El Boleador de Sta Fe

Da gusto trabajar en una empresa con tanto talento. Las “multinacionales”, como se les llama coloquialmente, están cargadas de talento, de todas las edades y colores; con experiencia nacional, internacional, vamos….son empresas “globales” con profesionales y curriculums de alto calibre dispuestos a mucho sacrificio para llegar “lejos” a costa de una buena tajada, de un buen pellizo a su vida.

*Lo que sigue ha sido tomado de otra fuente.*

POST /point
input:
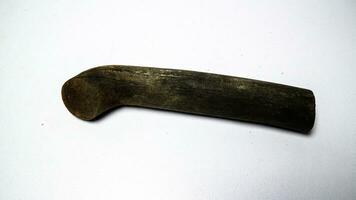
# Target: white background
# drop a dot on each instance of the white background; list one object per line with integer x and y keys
{"x": 132, "y": 153}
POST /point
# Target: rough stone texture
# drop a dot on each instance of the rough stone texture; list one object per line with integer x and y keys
{"x": 97, "y": 90}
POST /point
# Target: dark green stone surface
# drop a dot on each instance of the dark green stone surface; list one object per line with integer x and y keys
{"x": 95, "y": 91}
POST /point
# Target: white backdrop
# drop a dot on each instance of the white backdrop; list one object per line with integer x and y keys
{"x": 132, "y": 153}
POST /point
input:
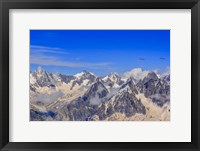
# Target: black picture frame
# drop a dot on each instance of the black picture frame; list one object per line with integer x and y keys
{"x": 5, "y": 5}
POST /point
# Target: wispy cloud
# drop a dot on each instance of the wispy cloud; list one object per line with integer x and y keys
{"x": 35, "y": 49}
{"x": 54, "y": 61}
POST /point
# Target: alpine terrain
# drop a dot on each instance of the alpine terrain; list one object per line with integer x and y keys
{"x": 133, "y": 96}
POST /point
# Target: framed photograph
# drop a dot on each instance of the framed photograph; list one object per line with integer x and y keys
{"x": 99, "y": 75}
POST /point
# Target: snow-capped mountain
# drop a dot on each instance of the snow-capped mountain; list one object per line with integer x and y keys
{"x": 96, "y": 93}
{"x": 136, "y": 73}
{"x": 88, "y": 97}
{"x": 112, "y": 80}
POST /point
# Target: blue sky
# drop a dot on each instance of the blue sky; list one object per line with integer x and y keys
{"x": 99, "y": 51}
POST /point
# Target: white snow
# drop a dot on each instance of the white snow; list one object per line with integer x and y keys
{"x": 136, "y": 73}
{"x": 32, "y": 79}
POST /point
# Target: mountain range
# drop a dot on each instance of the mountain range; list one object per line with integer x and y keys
{"x": 135, "y": 95}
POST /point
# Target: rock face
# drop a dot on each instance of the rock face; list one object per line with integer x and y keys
{"x": 156, "y": 89}
{"x": 99, "y": 99}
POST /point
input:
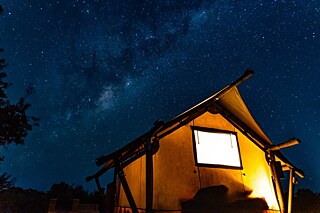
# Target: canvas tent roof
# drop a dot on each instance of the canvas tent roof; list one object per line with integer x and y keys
{"x": 228, "y": 102}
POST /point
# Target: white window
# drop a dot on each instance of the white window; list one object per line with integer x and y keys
{"x": 216, "y": 148}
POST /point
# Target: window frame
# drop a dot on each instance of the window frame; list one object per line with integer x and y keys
{"x": 211, "y": 130}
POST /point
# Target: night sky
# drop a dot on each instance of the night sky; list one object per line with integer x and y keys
{"x": 103, "y": 71}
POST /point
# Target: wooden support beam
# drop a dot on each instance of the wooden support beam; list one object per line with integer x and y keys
{"x": 149, "y": 175}
{"x": 126, "y": 188}
{"x": 277, "y": 182}
{"x": 98, "y": 185}
{"x": 290, "y": 193}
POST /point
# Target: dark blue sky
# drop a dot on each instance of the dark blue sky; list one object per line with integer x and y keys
{"x": 104, "y": 71}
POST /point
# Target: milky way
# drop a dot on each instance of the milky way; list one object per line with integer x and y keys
{"x": 104, "y": 71}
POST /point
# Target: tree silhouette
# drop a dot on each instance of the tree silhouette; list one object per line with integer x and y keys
{"x": 14, "y": 122}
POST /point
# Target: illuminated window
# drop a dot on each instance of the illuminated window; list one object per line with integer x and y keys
{"x": 216, "y": 148}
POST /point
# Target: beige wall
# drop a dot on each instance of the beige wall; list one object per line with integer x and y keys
{"x": 176, "y": 178}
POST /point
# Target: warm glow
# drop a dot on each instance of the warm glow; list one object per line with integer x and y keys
{"x": 263, "y": 188}
{"x": 217, "y": 148}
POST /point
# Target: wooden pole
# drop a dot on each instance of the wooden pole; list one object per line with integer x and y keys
{"x": 277, "y": 182}
{"x": 126, "y": 188}
{"x": 149, "y": 176}
{"x": 290, "y": 193}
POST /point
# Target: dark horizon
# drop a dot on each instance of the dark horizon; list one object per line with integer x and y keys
{"x": 104, "y": 72}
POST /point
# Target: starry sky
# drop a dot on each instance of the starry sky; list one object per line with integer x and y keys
{"x": 102, "y": 72}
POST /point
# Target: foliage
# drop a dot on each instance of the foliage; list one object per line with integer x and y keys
{"x": 14, "y": 122}
{"x": 6, "y": 181}
{"x": 23, "y": 201}
{"x": 32, "y": 201}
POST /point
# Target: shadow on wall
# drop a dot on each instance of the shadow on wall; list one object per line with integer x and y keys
{"x": 215, "y": 198}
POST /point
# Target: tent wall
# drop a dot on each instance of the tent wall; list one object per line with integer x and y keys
{"x": 177, "y": 178}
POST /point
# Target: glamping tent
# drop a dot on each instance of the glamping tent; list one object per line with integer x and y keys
{"x": 211, "y": 158}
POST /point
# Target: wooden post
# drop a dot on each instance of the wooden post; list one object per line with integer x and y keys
{"x": 290, "y": 193}
{"x": 149, "y": 176}
{"x": 277, "y": 182}
{"x": 126, "y": 188}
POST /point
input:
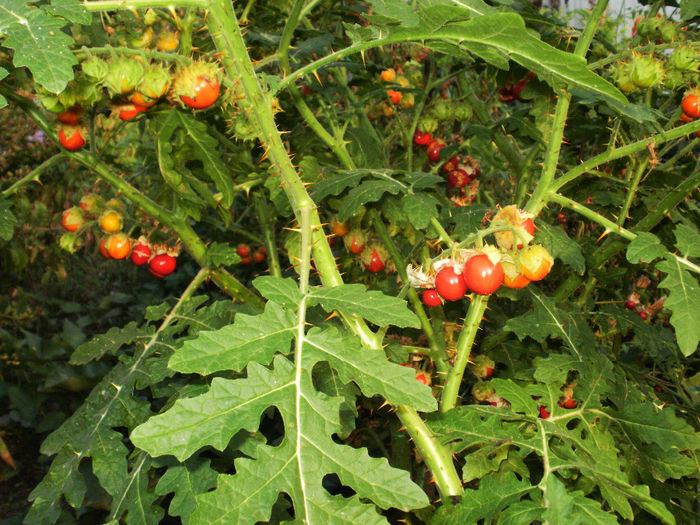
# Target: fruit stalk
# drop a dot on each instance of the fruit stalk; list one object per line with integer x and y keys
{"x": 438, "y": 353}
{"x": 464, "y": 348}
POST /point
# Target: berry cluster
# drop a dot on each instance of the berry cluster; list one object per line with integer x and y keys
{"x": 115, "y": 244}
{"x": 132, "y": 88}
{"x": 514, "y": 263}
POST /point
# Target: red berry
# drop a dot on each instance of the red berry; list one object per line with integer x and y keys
{"x": 458, "y": 178}
{"x": 450, "y": 285}
{"x": 375, "y": 264}
{"x": 422, "y": 378}
{"x": 450, "y": 165}
{"x": 140, "y": 254}
{"x": 433, "y": 149}
{"x": 431, "y": 298}
{"x": 421, "y": 139}
{"x": 482, "y": 276}
{"x": 691, "y": 105}
{"x": 162, "y": 265}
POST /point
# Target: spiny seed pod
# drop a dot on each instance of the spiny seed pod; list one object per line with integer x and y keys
{"x": 95, "y": 68}
{"x": 520, "y": 221}
{"x": 123, "y": 76}
{"x": 197, "y": 85}
{"x": 684, "y": 59}
{"x": 463, "y": 111}
{"x": 155, "y": 82}
{"x": 442, "y": 110}
{"x": 646, "y": 71}
{"x": 621, "y": 75}
{"x": 675, "y": 80}
{"x": 428, "y": 124}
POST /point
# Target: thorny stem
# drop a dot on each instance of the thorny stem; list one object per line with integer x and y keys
{"x": 266, "y": 220}
{"x": 334, "y": 143}
{"x": 438, "y": 351}
{"x": 224, "y": 29}
{"x": 464, "y": 347}
{"x": 539, "y": 195}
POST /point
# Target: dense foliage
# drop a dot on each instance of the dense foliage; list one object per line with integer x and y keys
{"x": 349, "y": 262}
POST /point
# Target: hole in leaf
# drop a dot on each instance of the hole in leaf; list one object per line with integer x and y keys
{"x": 331, "y": 482}
{"x": 272, "y": 426}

En la empresa que yo trabajo, Ipsum, es fácil, con cierta confianza, entrar en conversación “corporativa” con un alto ejecutivo que te comparta anécdotas, logros y penurias en sus intensos años de lucha profesional. Preguntando un poquito, no es difícil, y más común de lo que uno pensaría, verse envuelto en historias sobre sus años de estudio en USA o Europa, destinos habituales entre el buen nivel social del país. Sobre la lucha por obtener una bequa de varios miles largos de dólares para estudiar su maestría en una universidad de renombre. Sobre el sacrificio de no estar cerca de su familia, de sus padres e incluso de sus novias, con quien terminan, en muchos casos, casándose antes o durante la maestría para dejar el tema zanjado y no dar más vuelta al asunto. O sobre la liquidación sufrida en algún momento de su carrera o cómo empezó desde abajo para llegar hasta la cima…o por lo menos a una de las cimas de la extensa cadena de escollos y montañas que rodean la vida profesional en un Corporativo de renombre.

Y entre tanto talento, entre tanto escollo y lucha, entre tanta anécdota de lujo, uno se encuentra, preguntando un poquito, con los 77 años de historia de Don Rogelio Ariza Estrada, el boleador de Ipsum. El boleador de Sta Fe.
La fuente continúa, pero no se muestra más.